Instance segmentation of vehicles in traffic videos

Introduction

In this project, we attempt to design a system to detect, segment, track, and count unique vehicles in traffic videos. This finds applications in automatic traffic surveillance systems and the techniques are more boradly applicable in other context as well.

Results

The final results can be seen in the video below: Blue streaks are traces produced by our method, where each trace corresponds to one vehicle:

Approach

In most applications, the camera is fixed and hence background is relatively static at short time scales. Thus, our approach is to first estimate the background, and then use that for detecting vehicles and to track them.

Typically the backgorund pixels look very different from pixels produced by vehicles. Thus, if we have a model for probability distribution of the background pixels, then in any given image, we can estimate the foreground by finding pixels that have low probability under the background model.

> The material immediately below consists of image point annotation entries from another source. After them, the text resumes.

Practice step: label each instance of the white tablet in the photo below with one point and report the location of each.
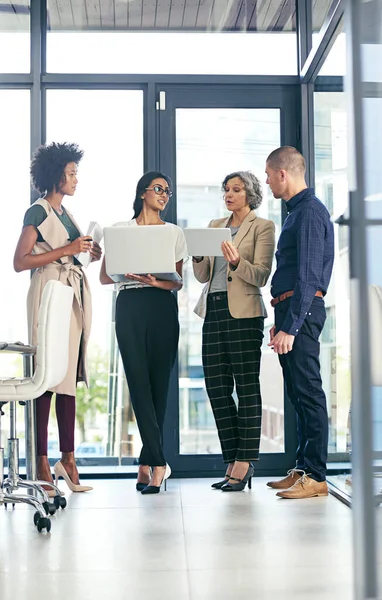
(206, 241)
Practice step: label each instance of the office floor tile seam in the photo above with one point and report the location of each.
(206, 541)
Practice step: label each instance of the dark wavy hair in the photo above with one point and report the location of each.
(144, 183)
(49, 162)
(252, 187)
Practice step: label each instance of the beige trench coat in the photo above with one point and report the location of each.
(56, 236)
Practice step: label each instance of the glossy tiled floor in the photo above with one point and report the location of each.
(189, 543)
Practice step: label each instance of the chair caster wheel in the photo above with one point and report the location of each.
(59, 502)
(49, 508)
(43, 523)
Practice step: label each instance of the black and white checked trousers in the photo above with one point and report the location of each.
(231, 356)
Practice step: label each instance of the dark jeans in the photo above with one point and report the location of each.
(147, 328)
(301, 370)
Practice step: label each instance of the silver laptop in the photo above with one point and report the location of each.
(206, 241)
(142, 250)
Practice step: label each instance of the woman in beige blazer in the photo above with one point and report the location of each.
(233, 309)
(48, 243)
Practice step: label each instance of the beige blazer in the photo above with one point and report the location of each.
(56, 236)
(255, 242)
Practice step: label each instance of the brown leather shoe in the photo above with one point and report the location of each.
(283, 484)
(305, 487)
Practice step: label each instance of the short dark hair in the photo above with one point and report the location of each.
(144, 183)
(287, 158)
(49, 162)
(252, 187)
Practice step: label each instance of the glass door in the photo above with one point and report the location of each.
(205, 135)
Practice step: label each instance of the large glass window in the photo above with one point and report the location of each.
(140, 36)
(108, 126)
(211, 143)
(330, 132)
(15, 188)
(15, 37)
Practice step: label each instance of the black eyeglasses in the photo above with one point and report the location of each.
(159, 190)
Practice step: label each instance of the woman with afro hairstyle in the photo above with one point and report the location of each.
(48, 243)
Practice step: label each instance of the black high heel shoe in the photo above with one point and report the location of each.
(154, 489)
(219, 484)
(139, 486)
(241, 483)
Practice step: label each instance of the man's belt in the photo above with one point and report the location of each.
(286, 295)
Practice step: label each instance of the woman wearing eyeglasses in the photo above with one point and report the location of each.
(147, 329)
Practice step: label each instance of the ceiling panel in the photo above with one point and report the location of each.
(176, 15)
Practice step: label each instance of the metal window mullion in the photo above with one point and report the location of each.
(304, 31)
(307, 130)
(363, 504)
(328, 35)
(36, 69)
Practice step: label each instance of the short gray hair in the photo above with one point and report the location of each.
(252, 187)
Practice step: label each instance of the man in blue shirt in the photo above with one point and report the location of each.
(304, 257)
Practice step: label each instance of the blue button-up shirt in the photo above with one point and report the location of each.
(304, 256)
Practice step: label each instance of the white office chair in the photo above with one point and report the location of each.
(51, 365)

To obtain a model of the background pixels, we observe that the background pixels typically originate from a small number of fixed ‘categories’ or modes – such as road or grass. We can model the pixel values under each mode using a Gaussian distribution. Then, the overall distribution is given by a Gaussian Mixture Model (GMM). Further, in our setting, the background distribution slowly drifts as the lighting conditions changes, such as from day to night. So the problem reduces to online fitting of GMMs. We used known algorithms for this task to achieve reasonably good background detection.

Once we learn the GMM for background, we use that to threshold the probability values under this model to obtain foreground and background pixels. However, because our model does not consider correlations between nearby pixels, the foreground estimation is not spatially coherent – for example, we can have artifacts such as background pixels surrounded by foreground ones. A simple tweak could be to learn a GMM over patches, but this can be computationally expensive since the the number of modes would probably have to be large. To tackle this problem, we post-processed the foreground estimation obtained from the GMM model by median filtering and morphological closing.

Within the foreground, we just find large connected components and discard the small ones. Each large connected component is deemed to be a different vehicle. Based on the movement of centroids of the connected components, tracked the vehicles by clustering their velocity vectors across time.